In de Schrift komt het woord heerlijkheid dikwijls voor in verband met Jehovah God. Over de betekenis die het woord in deze gevallen heeft, verklaart de Theological Dictionary of the New Testament: „Met betrekking tot de mens duidt [ka·vōdhʹ] op datgene wat hem indrukwekkend maakt en erkenning vereist — zij het wegens zijn materiële bezittingen of zijn opvallende [waardigheid of belangrijkheid] — met betrekking tot God duidt het op datgene wat hem indrukwekkend maakt voor de mens.” Heerlijkheid kan dus ook betrekking hebben op een indrukwekkend bewijs van Gods almacht. In deze betekenis kan van de zichtbare hemellichamen worden gezegd dat ze ’de heerlijkheid van God bekendmaken’ (Psalm 19:1). Op de berg Sinaï werd „Jehovah’s heerlijkheid” tentoongespreid door vreeswekkende manifestaties als „een verterend vuur”. — Exodus 24:16-18.

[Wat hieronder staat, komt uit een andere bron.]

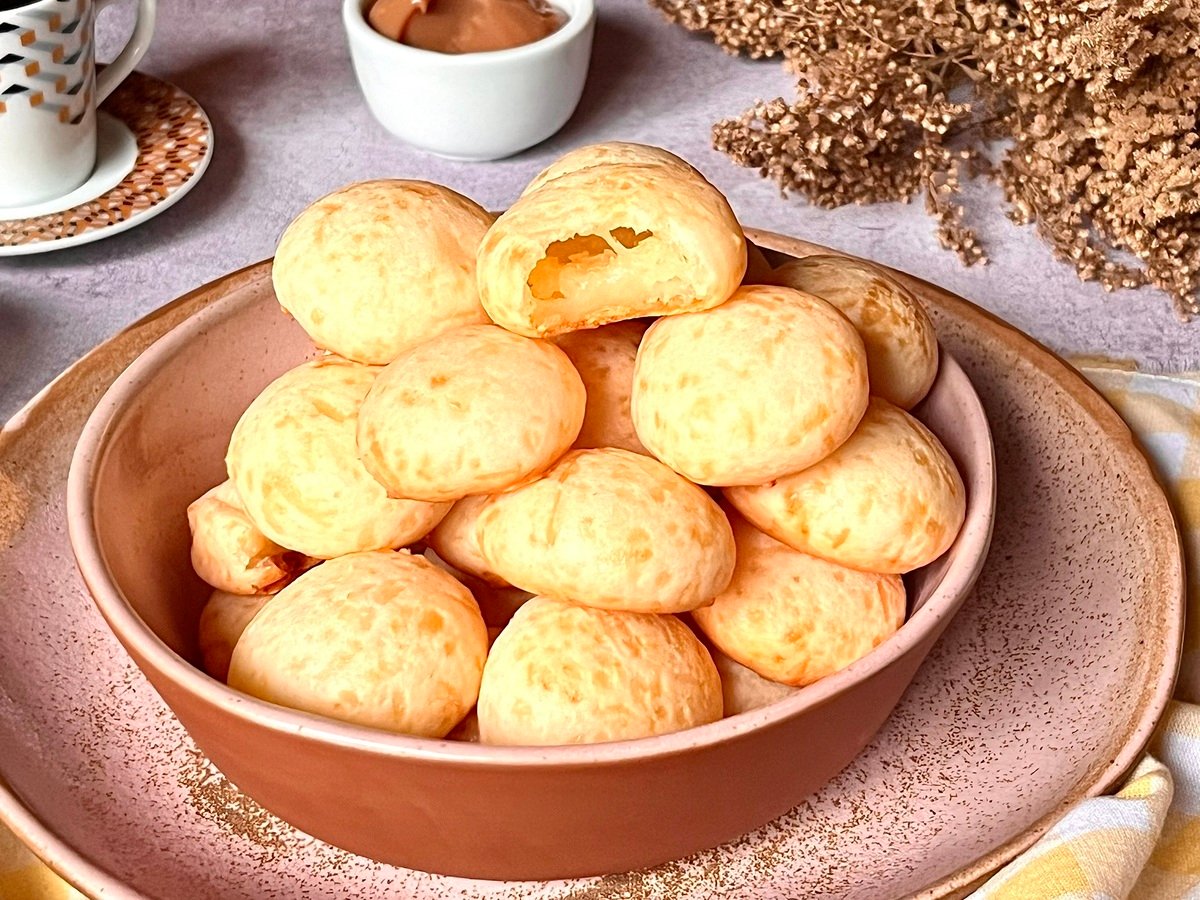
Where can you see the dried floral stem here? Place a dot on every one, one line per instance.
(1097, 100)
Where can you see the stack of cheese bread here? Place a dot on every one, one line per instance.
(588, 471)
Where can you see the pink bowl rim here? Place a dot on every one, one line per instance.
(970, 550)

Over Jezus’ eerste wonder zegt de bijbel: „Hij maakte zijn heerlijkheid openbaar” (Johannes 2:11). Heerlijkheid heeft hier betrekking op een indrukwekkend bewijs van de macht om wonderen te verrichten, waardoor Jezus als de beloofde Messias werd geïdentificeerd. Bij een andere gelegenheid bad Jezus: „Vader, verheerlijk mij naast uzelf met de heerlijkheid die ik naast u had voordat de wereld was” (Johannes 17:5). Hier doelde Jezus met deze uitdrukking op de verheven positie die hij in de hemel had voordat hij naar de aarde kwam. In antwoord op dat gebed heeft Jehovah „zijn Knecht, Jezus, verheerlijkt” door hem uit de doden op te wekken en hem weer in de hemel op te nemen (Handelingen 3:13-15). Bij Jezus’ transfiguratie „zagen” de aanwezige apostelen „zijn heerlijkheid” (Lukas 9:29-32). Hiermee werd de koninklijke „luister” bedoeld die Jezus bij zijn „tegenwoordigheid” in Koninkrijksmacht zou ontvangen. — 2 Petrus 1:16.

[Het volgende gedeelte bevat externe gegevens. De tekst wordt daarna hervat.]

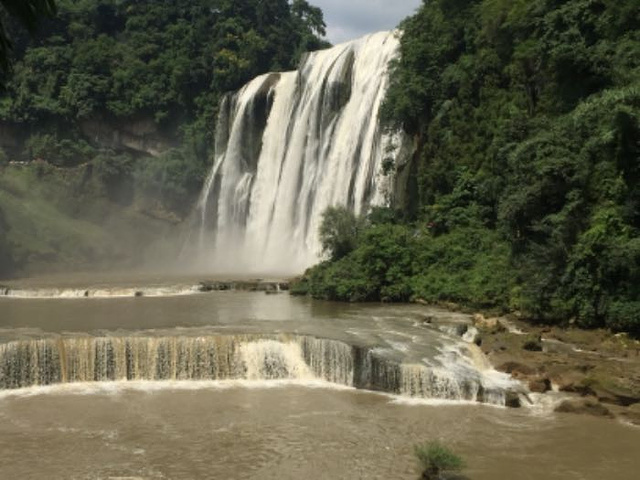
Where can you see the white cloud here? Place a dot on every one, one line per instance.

Gods dienstknechten worden vermaand „alle dingen tot Gods heerlijkheid” te doen (1 Korinthiërs 10:31). Gods heerlijkheid wordt openbaar gemaakt door de eer of lof die hem wordt geschonken. Iemands gedrag kan anderen ertoe brengen ’God heerlijkheid te geven’ (Mattheüs 5:16; 1 Petrus 2:12). Christenen die werkelijk gunstig op Jehovah’s leiding reageren, worden „van heerlijkheid tot heerlijkheid . . . veranderd” doordat ze er voortdurend vorderingen in maken Gods heerlijkheid te weerspiegelen (2 Korinthiërs 3:18). Anderzijds moeten we ons ervoor hoeden heerlijkheid van mensen te zoeken, wat sommigen in de eerste eeuw deden (Johannes 12:42, 43). Zowel Jezus als de apostel Paulus heeft een schitterend voorbeeld gegeven door geen heerlijkheid van mensen te zoeken en die ook niet te aanvaarden. — Johannes 5:41; 8:50; 1 Thessalonicenzen 2:5, 6.